Czy wybór motywowany moralnie różni się od innych rodzajów podejmowania decyzji? Poprzednie badania sugerowały, że odpowiedź brzmi „tak”, sugerując, że pewne święte lub chronione wartości są odporne na kompromisy w prawdziwym świecie. W rzeczywistości proponowane kompromisy między sacrum a świeckością prowadzą do moralnego oburzenia i jawnej odmowy rozważenia kosztów i korzyści (np. „Nie można wycenić ludzkiego życia”).

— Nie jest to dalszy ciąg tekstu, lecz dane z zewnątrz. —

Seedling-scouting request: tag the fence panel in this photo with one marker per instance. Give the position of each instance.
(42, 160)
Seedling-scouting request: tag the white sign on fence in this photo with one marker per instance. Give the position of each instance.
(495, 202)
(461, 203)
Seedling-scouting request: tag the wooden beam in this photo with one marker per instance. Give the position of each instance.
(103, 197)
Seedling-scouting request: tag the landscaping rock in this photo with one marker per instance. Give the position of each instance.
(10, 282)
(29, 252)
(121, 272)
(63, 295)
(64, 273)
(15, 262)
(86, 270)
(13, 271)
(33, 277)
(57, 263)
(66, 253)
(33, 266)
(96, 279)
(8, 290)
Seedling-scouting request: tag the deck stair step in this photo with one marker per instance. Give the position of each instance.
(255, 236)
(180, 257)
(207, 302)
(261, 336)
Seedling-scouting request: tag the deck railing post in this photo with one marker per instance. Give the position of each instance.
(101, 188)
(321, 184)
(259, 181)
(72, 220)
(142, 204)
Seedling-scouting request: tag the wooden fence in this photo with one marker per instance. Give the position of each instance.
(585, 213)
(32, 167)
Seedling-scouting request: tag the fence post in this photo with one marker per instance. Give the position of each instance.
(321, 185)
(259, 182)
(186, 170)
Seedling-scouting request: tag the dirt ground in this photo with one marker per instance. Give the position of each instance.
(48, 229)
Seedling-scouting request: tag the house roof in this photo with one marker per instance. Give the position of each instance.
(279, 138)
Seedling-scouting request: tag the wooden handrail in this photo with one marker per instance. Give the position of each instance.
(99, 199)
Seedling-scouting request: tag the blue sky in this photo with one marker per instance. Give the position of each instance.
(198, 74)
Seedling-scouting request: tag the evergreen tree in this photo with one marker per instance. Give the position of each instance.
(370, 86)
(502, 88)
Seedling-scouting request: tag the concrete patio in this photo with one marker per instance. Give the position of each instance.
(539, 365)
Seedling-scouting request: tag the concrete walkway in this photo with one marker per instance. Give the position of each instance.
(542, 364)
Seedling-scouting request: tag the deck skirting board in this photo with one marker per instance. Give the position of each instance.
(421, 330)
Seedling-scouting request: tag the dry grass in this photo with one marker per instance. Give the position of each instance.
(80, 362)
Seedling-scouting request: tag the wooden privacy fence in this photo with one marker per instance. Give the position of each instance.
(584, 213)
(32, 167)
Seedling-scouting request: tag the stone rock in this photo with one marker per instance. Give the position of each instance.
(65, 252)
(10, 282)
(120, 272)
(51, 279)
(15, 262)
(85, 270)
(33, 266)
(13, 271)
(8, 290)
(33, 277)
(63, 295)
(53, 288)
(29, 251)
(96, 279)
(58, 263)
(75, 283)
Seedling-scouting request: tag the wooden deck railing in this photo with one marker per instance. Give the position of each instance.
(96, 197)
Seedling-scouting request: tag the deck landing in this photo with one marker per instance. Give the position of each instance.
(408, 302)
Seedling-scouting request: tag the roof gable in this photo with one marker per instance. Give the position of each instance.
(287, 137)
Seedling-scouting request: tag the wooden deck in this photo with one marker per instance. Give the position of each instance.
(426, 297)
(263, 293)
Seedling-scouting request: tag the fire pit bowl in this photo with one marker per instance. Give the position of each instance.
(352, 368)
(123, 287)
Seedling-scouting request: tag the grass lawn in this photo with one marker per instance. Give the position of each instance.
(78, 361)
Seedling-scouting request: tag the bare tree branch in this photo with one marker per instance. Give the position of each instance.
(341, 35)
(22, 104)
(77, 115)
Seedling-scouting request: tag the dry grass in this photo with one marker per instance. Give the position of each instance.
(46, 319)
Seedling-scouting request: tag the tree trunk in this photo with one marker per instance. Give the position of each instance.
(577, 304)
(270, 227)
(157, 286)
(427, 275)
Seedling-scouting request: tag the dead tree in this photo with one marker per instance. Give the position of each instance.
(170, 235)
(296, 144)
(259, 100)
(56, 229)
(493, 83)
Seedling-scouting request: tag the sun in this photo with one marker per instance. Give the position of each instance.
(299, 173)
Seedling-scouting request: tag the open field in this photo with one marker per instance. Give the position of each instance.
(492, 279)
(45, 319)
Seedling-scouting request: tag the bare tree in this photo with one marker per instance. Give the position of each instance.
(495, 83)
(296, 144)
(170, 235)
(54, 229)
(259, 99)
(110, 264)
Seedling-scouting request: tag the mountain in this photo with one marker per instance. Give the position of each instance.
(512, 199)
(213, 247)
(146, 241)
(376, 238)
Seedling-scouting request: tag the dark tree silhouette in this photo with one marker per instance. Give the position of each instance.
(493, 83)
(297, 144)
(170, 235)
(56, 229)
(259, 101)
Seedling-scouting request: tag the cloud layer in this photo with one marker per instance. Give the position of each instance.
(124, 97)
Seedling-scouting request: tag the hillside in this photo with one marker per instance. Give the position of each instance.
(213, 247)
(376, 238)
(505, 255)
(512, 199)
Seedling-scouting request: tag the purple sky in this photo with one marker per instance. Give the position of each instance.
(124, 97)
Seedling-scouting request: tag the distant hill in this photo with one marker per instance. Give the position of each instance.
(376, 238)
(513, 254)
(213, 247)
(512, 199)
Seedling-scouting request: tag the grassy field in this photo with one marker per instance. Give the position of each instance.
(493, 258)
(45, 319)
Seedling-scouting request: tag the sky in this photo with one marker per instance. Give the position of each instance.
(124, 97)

Wcześniejsza teoria podejmowania decyzji moralnych sugerowała, że jeśli ludzie kierują się chronionymi wartościami, wartościami, które są równoznaczne z zasadami takimi jak „nie rób”. krzywdy”, mogą skupić się na rozróżnieniu między działaniem/wyrządzaniem krzywdy a niedziałaniem/pozwoleniem na krzywdę, zwracając mniejszą uwagę na konsekwencje. Ludzie, którzy dokonują wyborów w oparciu o te wartości, wykazują tym samym „niewrażliwość ilościową” w stosunku do osób bez wartości chronionych w danej sytuacji.
Na przykład:
Konwój food trucków jest w drodze do obozu dla uchodźców podczas klęski głodu w Afryce. (Nie można używać samolotów). Odkrywasz, że w drugim obozie jest jeszcze więcej uchodźców. Jeśli każesz konwojowi udać się do drugiego obozu zamiast do pierwszego, uratujesz 1000 osób od śmierci, ale w rezultacie zginie 100 osób w pierwszym obozie.
Jeśli czyjeś chronione wartości kierują podejmowaniem decyzji, jest zobowiązany służyć swojemu pierwotnemu obozowi i zrobi to pomimo możliwości uratowania dziesięciokrotnie większej liczby istnień ludzkich. Wydaje się zatem, że decyzje ludzi oparte na wartościach są mniej wrażliwe na konsekwencje działania niż wybory niezwiązane z chronionymi wartościami.
Jednak artykuł opublikowany w styczniowym numerze Psychological Science sugeruje, że te decyzje oparte na wartościach mogą nie być tak sztywne, jak wcześniej sądzono. Według psychologów z Northwestern University, Daniela Bartelsa i Douglasa Medina, decydenci motywowani moralnie mogą rzeczywiście być wrażliwi na konsekwencje swoich wyborów
Wykorzystując dwie procedury do oceny niewrażliwości ilościowej, Bartels i Medin odkryli, że chronione wartości nie zawsze prowadzą do wyborów niewrażliwych na ilość. Powielają poprzednie wyniki w kontekście, który skupia ludzi na działaniu, które może początkowo wyrządzić szkodę, ale ostatecznie zmaksymalizuje korzyści (jak w powyższym przykładzie).
Jeśli jednak uwaga zostanie skierowana na korzyści netto, trend faktycznie się odwraca. Oznacza to, że chronione wartości odnoszą się do zwiększonej wrażliwości ilościowej, motywowani moralnie decydenci wydają się osiągać jak najlepsze wyniki.
Gotowość do kompromisów zależy zatem nie tylko od tego, czy w grę wchodzą chronione wartości, ale także od tego, na czym skupia się uwaga, co jest czynnikiem znacznie różniącym się w zależności od kontekstu.
Wydaje się więc, że wcześniejsze ustalenia sugerujące, że ludzie, którym naprawdę zależy na jakiejś sprawie, nie tylko ponoszą porażkę aby zmaksymalizować ich użyteczność lub że w ogóle nie biorą pod uwagę konsekwencji, co może być nie na miejscu ocena. „Obecne odkrycia w istotny sposób kwalifikują tę teorię, sugerując, że w niektórych kontekstach jest ona motywowana moralnie decydenci są bardziej wrażliwi na konsekwencje swoich wyborów niż decyzje niemotywowane moralnie twórcy.